Three adventurers, war veterans, cross the desert in search of a city that probably doesn't exist in 1965's She, Hammer studios' adaptation of H. Rider Haggard's 1887 novel. There've been other adaptations, I haven't seen them, nor have I read the book, but I can say the abnormally expensive looking Hammer film captures a lot of the charm of a Victorian magazine serial, the format in which the novel was originally published.

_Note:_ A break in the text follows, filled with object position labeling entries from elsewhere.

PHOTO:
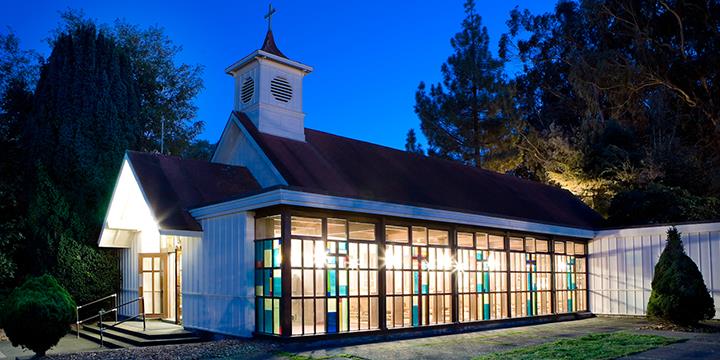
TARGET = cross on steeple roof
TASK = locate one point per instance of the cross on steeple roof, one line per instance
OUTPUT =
(268, 16)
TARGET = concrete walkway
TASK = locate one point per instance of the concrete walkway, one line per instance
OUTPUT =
(68, 344)
(470, 345)
(447, 347)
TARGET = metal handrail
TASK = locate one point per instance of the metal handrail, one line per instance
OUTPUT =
(115, 309)
(78, 322)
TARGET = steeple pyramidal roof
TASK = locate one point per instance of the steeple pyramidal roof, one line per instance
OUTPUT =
(269, 45)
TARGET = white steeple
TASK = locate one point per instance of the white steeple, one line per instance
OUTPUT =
(268, 88)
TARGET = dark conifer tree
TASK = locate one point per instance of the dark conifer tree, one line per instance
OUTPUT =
(86, 116)
(469, 116)
(679, 293)
(411, 144)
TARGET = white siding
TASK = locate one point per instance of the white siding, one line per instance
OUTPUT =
(129, 286)
(218, 276)
(622, 263)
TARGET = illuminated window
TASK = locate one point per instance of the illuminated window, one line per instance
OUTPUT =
(334, 281)
(482, 282)
(418, 278)
(396, 234)
(570, 279)
(268, 285)
(267, 227)
(465, 240)
(362, 231)
(306, 226)
(530, 280)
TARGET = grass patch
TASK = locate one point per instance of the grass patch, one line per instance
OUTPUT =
(588, 347)
(292, 356)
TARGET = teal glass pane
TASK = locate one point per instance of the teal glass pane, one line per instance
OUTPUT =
(277, 284)
(258, 254)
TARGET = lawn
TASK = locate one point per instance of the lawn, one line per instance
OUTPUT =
(588, 347)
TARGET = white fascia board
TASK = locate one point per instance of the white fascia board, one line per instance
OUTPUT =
(263, 54)
(659, 229)
(259, 150)
(126, 159)
(184, 233)
(320, 201)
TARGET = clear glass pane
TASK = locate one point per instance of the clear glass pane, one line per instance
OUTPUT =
(297, 317)
(267, 227)
(465, 239)
(305, 226)
(437, 237)
(419, 235)
(337, 229)
(362, 231)
(296, 253)
(497, 242)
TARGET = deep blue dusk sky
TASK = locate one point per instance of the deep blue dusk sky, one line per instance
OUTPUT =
(369, 56)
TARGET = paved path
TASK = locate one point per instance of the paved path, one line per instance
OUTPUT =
(469, 345)
(68, 344)
(447, 347)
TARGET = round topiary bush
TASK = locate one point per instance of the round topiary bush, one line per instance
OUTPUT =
(679, 294)
(38, 313)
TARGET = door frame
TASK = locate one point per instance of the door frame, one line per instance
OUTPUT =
(163, 280)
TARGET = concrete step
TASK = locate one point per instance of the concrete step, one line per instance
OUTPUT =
(135, 339)
(107, 342)
(135, 329)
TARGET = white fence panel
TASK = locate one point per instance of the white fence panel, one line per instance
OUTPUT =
(622, 264)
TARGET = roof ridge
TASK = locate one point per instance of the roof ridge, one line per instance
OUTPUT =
(442, 160)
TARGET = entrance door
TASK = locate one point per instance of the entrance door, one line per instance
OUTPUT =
(153, 270)
(178, 285)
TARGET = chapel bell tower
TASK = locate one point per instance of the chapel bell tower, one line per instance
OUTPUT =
(268, 88)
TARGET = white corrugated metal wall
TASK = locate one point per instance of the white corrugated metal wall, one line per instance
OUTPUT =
(622, 263)
(218, 276)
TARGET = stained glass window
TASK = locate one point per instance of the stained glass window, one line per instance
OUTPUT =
(418, 278)
(268, 285)
(530, 281)
(482, 282)
(570, 279)
(334, 281)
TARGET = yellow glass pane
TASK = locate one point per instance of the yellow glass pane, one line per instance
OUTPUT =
(396, 233)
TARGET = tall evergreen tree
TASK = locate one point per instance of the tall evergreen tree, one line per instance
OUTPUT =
(619, 99)
(411, 144)
(679, 294)
(86, 115)
(18, 72)
(469, 117)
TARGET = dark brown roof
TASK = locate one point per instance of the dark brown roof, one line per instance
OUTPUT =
(341, 166)
(270, 46)
(174, 185)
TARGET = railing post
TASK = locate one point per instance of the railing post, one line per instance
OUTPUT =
(101, 339)
(142, 310)
(117, 310)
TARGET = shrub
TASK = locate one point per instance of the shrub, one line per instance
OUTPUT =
(38, 313)
(679, 294)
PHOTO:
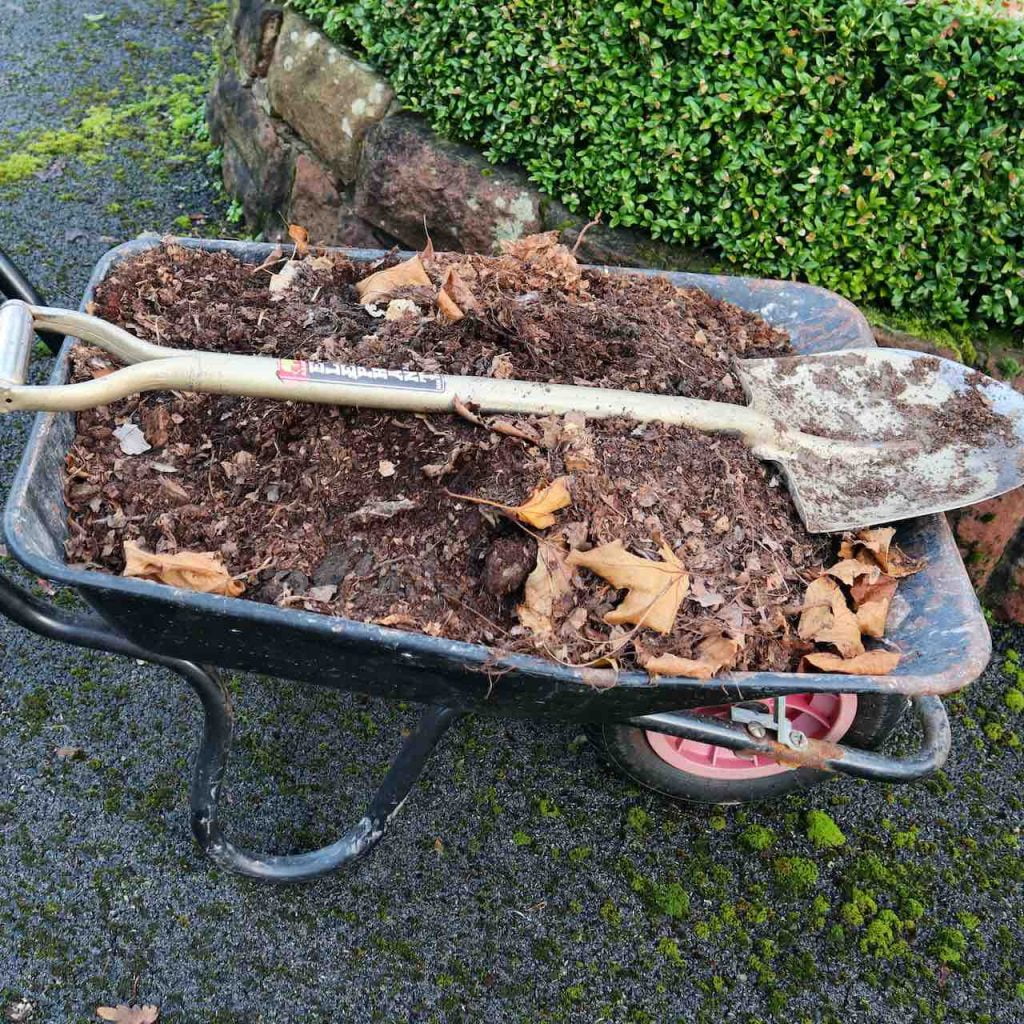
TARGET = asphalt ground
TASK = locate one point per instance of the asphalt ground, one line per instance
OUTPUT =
(522, 881)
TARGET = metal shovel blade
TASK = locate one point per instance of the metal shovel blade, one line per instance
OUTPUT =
(886, 434)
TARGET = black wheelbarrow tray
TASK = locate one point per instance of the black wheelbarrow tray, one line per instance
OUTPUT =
(938, 626)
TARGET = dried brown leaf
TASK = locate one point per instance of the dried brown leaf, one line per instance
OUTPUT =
(197, 570)
(870, 663)
(546, 586)
(383, 284)
(871, 601)
(655, 589)
(714, 653)
(301, 239)
(827, 619)
(448, 307)
(539, 509)
(878, 547)
(454, 298)
(123, 1014)
(850, 569)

Here's a side of Peter Cushing you don't often see. He plays one of three World War I veterans--the film moves the story up to 1918--Professor Holly. He and the handsome young Leo (John Richardson) and their former subordinate, now valet, Job (Bernard Cribbins, Wilfred Mott from Doctor Who) are celebrating their discharges in a Palestinian bar when Leo is led away by the beautiful Ustane (Rosenda Monteros). She introduces him to another beautiful and more mysterious She named Ayesha (Ursula Andress).
She gives him a map and Leo manages to convince his good natured comrades to join him on the seemingly impossible task of finding the lost Egyptian city Kuma.

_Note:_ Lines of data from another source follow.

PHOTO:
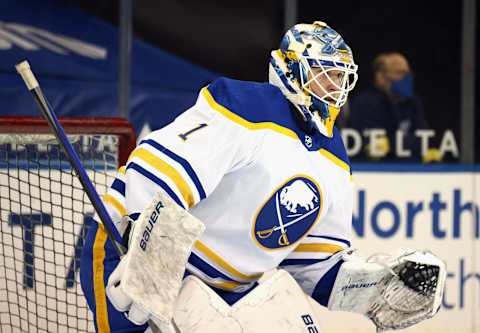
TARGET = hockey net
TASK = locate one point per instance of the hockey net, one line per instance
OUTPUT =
(44, 217)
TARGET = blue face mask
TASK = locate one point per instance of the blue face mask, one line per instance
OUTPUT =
(403, 87)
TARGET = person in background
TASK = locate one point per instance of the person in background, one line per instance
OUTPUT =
(391, 104)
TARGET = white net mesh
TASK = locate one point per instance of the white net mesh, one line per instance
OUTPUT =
(44, 216)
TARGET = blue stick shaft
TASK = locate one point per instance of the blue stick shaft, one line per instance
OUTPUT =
(72, 156)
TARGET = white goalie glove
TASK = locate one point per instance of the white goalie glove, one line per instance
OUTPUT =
(148, 278)
(394, 291)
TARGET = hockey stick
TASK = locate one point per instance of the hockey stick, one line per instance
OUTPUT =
(31, 82)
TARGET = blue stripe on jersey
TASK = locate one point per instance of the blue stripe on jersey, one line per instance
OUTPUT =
(290, 262)
(206, 268)
(119, 186)
(344, 241)
(183, 162)
(156, 180)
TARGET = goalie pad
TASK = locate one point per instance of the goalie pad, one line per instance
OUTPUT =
(160, 244)
(395, 292)
(276, 305)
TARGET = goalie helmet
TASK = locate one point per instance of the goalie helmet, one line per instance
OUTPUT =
(314, 69)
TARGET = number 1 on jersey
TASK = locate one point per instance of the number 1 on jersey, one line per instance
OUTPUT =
(186, 134)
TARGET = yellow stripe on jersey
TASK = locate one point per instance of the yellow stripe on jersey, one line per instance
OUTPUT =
(335, 159)
(328, 248)
(167, 170)
(107, 198)
(245, 123)
(101, 311)
(222, 263)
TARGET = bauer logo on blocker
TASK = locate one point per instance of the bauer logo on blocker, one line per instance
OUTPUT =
(289, 213)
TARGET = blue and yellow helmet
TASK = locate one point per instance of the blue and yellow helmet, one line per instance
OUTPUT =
(314, 69)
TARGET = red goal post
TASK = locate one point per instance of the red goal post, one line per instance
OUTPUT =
(44, 217)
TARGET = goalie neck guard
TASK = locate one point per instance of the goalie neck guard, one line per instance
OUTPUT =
(314, 69)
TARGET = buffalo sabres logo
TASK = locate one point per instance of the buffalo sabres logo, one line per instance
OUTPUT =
(288, 214)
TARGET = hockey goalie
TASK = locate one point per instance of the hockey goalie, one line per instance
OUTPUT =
(253, 178)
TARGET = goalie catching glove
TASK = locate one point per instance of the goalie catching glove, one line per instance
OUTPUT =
(394, 291)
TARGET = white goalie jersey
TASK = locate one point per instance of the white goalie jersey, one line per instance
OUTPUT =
(269, 192)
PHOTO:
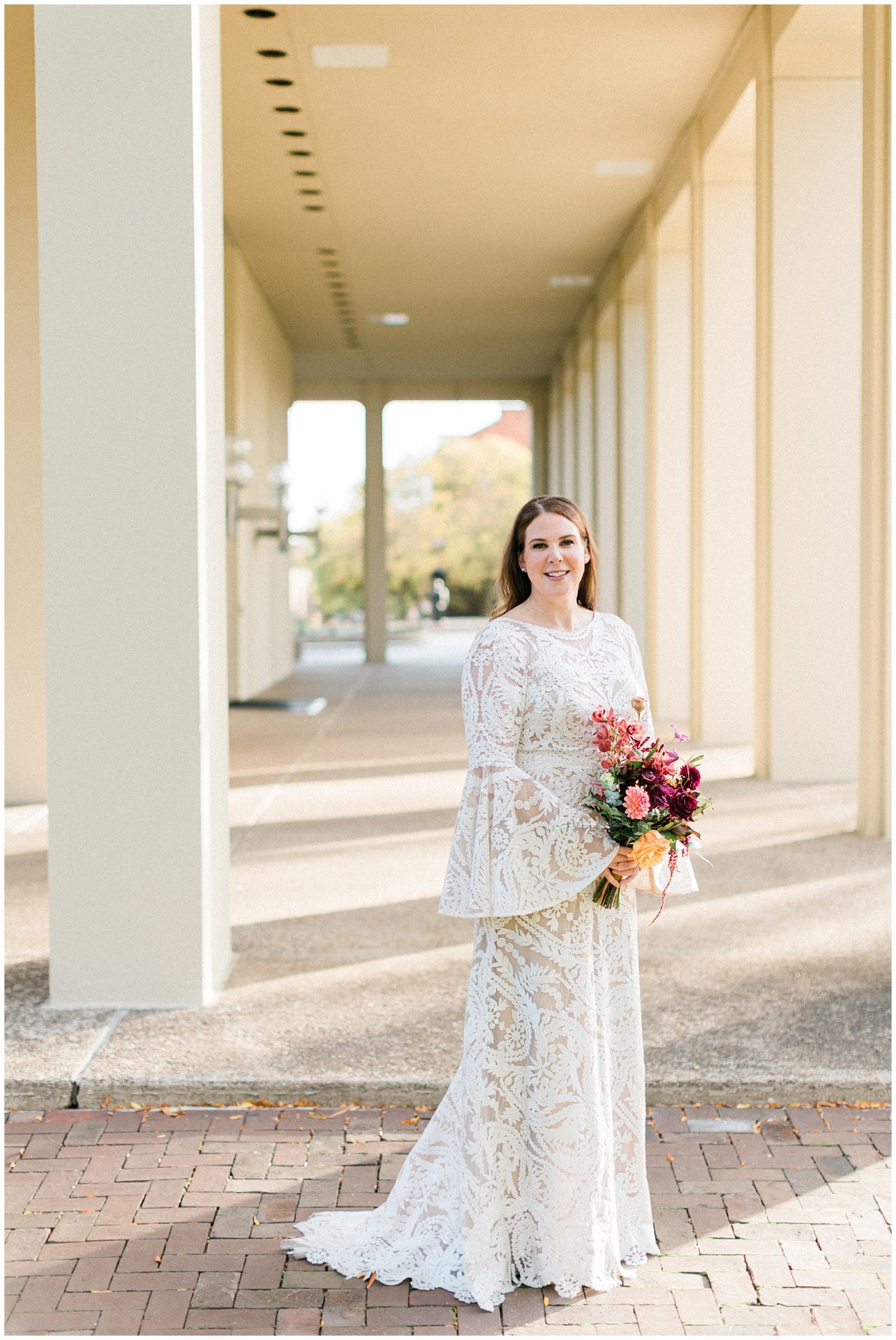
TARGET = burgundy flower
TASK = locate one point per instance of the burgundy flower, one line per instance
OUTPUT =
(682, 804)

This was my favourite part of the film. It's clear that Hammer actually brought the cast and crew to the locations for once, a marked contrast to the set-bound Mummy from a few years earlier--and the chemistry between the three men is wonderful, particularly between Cushing and Cribbins. Cushing plays his easy going professor as a man who knows the danger but shrugs and faces it anyway purely for the excitement of discovery, Cribbins plays Job more amiably than his biblical namesake but can't help shake his head in disbelief now and then at the foolhardiness of his superior officers.
The latter portion of the film concerns their adventures in Kuma, which is also pretty good. I liked Ursula Andress' headdress and feathered cloak she wore whenever she was in her throne room.
And Christopher Lee gives a nicely subtle performance as her cleverer than he seems adviser.
The guy behind him may have the most unflattering breastplate I've ever seen.